Holy Ghost People Director: Mitchell Altieri Screenwriter: Kevin Artigue & Joe Egender, Mitchell Altieri & Phil Flores Cast: Emma Greenwell, Brendan McCarthy, Joe Egender, Cameron Richardson, Roger Aaron Brown, Don Harvey, Buffy Charlet, James Lowe, Jayne Entwistle, Jalen Camp
Directed by Mitchell Altieri, Holy Ghost People follows 19-year-old Charlotte (Emma Greenwell) as she infiltrates a snake-handling Pentecostal church in the depths of the Appalachian mountains to find her missing sister with the help of Wayne (Brendan McCarthy), an alcoholic ex-Marine.
Holy Ghost People is no doubt inspired by the 1967 documentary of the same name by Peter Adair. Throughout his film, Altieri uses clips from Adair’s film, which explored the behaviors of a small Pentecostal church in Scrabble Creek, West Virginia, including faith healing, snake handling, and speaking (and singing) in tongues.
Altieri’s narrative, however, fails to be the disturbing, unsettling account that Adair presents in his documentary. This “psychological thriller” takes a pretty great premise and confounds it with subpar performances, and a script that often feels like a first draft.
Greenwell’s recurring voice-over narration is overwritten and far too poetic and contemplative for the character.
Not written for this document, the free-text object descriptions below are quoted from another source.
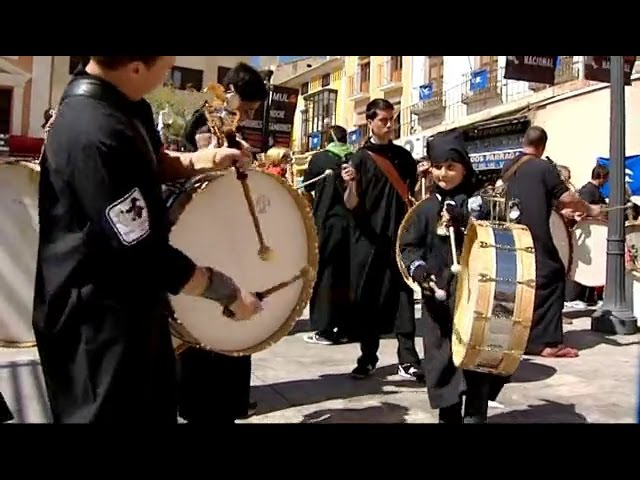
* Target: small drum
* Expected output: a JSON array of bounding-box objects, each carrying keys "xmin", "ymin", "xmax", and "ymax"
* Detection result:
[
  {"xmin": 549, "ymin": 209, "xmax": 572, "ymax": 275},
  {"xmin": 0, "ymin": 161, "xmax": 39, "ymax": 348},
  {"xmin": 569, "ymin": 218, "xmax": 608, "ymax": 287},
  {"xmin": 395, "ymin": 197, "xmax": 429, "ymax": 298},
  {"xmin": 166, "ymin": 169, "xmax": 318, "ymax": 356},
  {"xmin": 452, "ymin": 220, "xmax": 536, "ymax": 377}
]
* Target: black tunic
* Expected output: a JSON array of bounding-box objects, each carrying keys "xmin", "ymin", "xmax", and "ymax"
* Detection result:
[
  {"xmin": 303, "ymin": 148, "xmax": 353, "ymax": 339},
  {"xmin": 350, "ymin": 140, "xmax": 417, "ymax": 336},
  {"xmin": 399, "ymin": 188, "xmax": 506, "ymax": 409},
  {"xmin": 33, "ymin": 72, "xmax": 196, "ymax": 423},
  {"xmin": 502, "ymin": 154, "xmax": 569, "ymax": 353}
]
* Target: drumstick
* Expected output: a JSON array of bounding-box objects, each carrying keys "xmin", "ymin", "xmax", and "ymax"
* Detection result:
[
  {"xmin": 449, "ymin": 226, "xmax": 461, "ymax": 274},
  {"xmin": 225, "ymin": 133, "xmax": 273, "ymax": 261},
  {"xmin": 296, "ymin": 170, "xmax": 333, "ymax": 190},
  {"xmin": 222, "ymin": 266, "xmax": 311, "ymax": 319},
  {"xmin": 421, "ymin": 178, "xmax": 426, "ymax": 199}
]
I’m from the Appalachian Mountains – I grew up around these kinds of people – and I can tell you that a backwoods drug addict who spends her nights at dive bars with strange men doesn’t spout the kind of existential drivel-disguised-as-poetry on display here.
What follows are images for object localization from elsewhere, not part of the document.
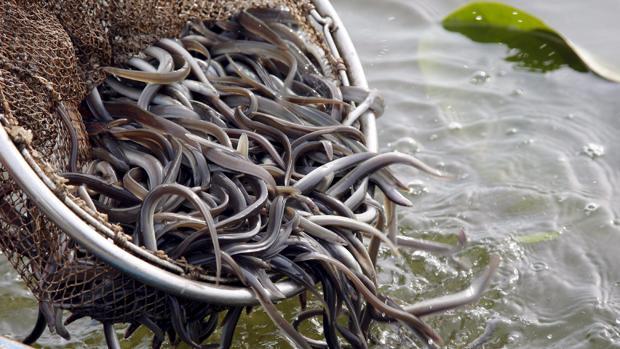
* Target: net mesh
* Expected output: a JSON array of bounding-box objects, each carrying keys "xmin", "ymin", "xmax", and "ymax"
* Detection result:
[{"xmin": 0, "ymin": 0, "xmax": 320, "ymax": 327}]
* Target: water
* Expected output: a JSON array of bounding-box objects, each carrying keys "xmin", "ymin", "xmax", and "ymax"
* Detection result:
[
  {"xmin": 333, "ymin": 1, "xmax": 620, "ymax": 348},
  {"xmin": 2, "ymin": 1, "xmax": 620, "ymax": 348}
]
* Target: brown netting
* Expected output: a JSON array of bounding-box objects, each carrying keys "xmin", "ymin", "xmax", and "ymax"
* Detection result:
[{"xmin": 0, "ymin": 0, "xmax": 321, "ymax": 330}]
It’s the first clear sign of bad writing – Greenwell’s character has no other means of conveying her motivations unless she speaks them out loud to the audience. When we’re not being beaten over the head with narraration, we’re witness to Charlotte’s memories of her sister, conveyed with pseudo-VHS footage. Apparently, our brain stores dreams and memories as blurry, shaky camcorder video. Then there’s Wayne (McCarthy), the alcoholic ex-Marine sidekick. Wayne is a walking cliche – a veteran of war plagued by flashbacks (also on VHS) and bad dreams who can’t put down the bottle.
The cinematography by Amanda Treyz is pleasing to the eye – but the writing is so underwhelming that the images are tainted by their lack of meaning. One redeeming factor about Holy Ghost People for me is Joe Egender as Brother Billy, the charismatic leader of the Church of the One Accord. With his rockabilly sensibility and silver-tongued sermons, Brother Billy is the only interesting thing in Alteri’s film. Egender has a kind of Giovanni Ribisi quality about him – and he does his best with a weak script, but it just isn’t enough to make Holy Ghost People a success.
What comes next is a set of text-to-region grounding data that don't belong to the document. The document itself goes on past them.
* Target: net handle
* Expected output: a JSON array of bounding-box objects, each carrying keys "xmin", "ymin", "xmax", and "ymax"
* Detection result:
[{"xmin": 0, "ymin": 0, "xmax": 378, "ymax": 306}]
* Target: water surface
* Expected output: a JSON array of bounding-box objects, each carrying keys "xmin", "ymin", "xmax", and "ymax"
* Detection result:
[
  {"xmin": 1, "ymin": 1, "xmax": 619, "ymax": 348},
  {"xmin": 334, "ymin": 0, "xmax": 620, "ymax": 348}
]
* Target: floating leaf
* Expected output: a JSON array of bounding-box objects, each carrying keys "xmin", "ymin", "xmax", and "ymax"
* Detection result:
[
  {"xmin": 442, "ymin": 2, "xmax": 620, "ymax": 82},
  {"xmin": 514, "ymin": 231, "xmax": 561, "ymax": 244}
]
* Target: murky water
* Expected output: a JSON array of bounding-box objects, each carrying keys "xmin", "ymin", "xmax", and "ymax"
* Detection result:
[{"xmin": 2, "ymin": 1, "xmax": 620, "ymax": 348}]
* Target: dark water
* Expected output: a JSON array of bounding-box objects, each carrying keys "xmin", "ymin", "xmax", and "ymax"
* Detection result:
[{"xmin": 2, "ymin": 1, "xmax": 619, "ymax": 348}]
The most offensive part about Holy Ghost People for me is its lack of authenticity – a film that deals in Southern stereotypes that refuses to find any truth in the characters or environments it puts on screen. Alteri was born in Chicago, raised in San Francisco – and while I won’t pretend to know him or the writers of this film, it feels like someone saw a documentary about “those crazy snake-handling rednecks” in the Appalachians and wanted to make some sort of statement about religious fanaticism – without any sort of knowledge about the topic or the region.
Holy Ghost People desperately wants to be the next Martha Marcy May Marlene or Sound of My Voice, but it isn’t. It’s one of the few films I’ve seen at South by Southwest over the years where I pondered, “How did this get accepted into the festival?” I would say avoid this one – you’re better off watching Adair’s documentary or The Wild and Wonderful Whites of West Virginia if you’re in the mood for bewildering, backwoods cinema.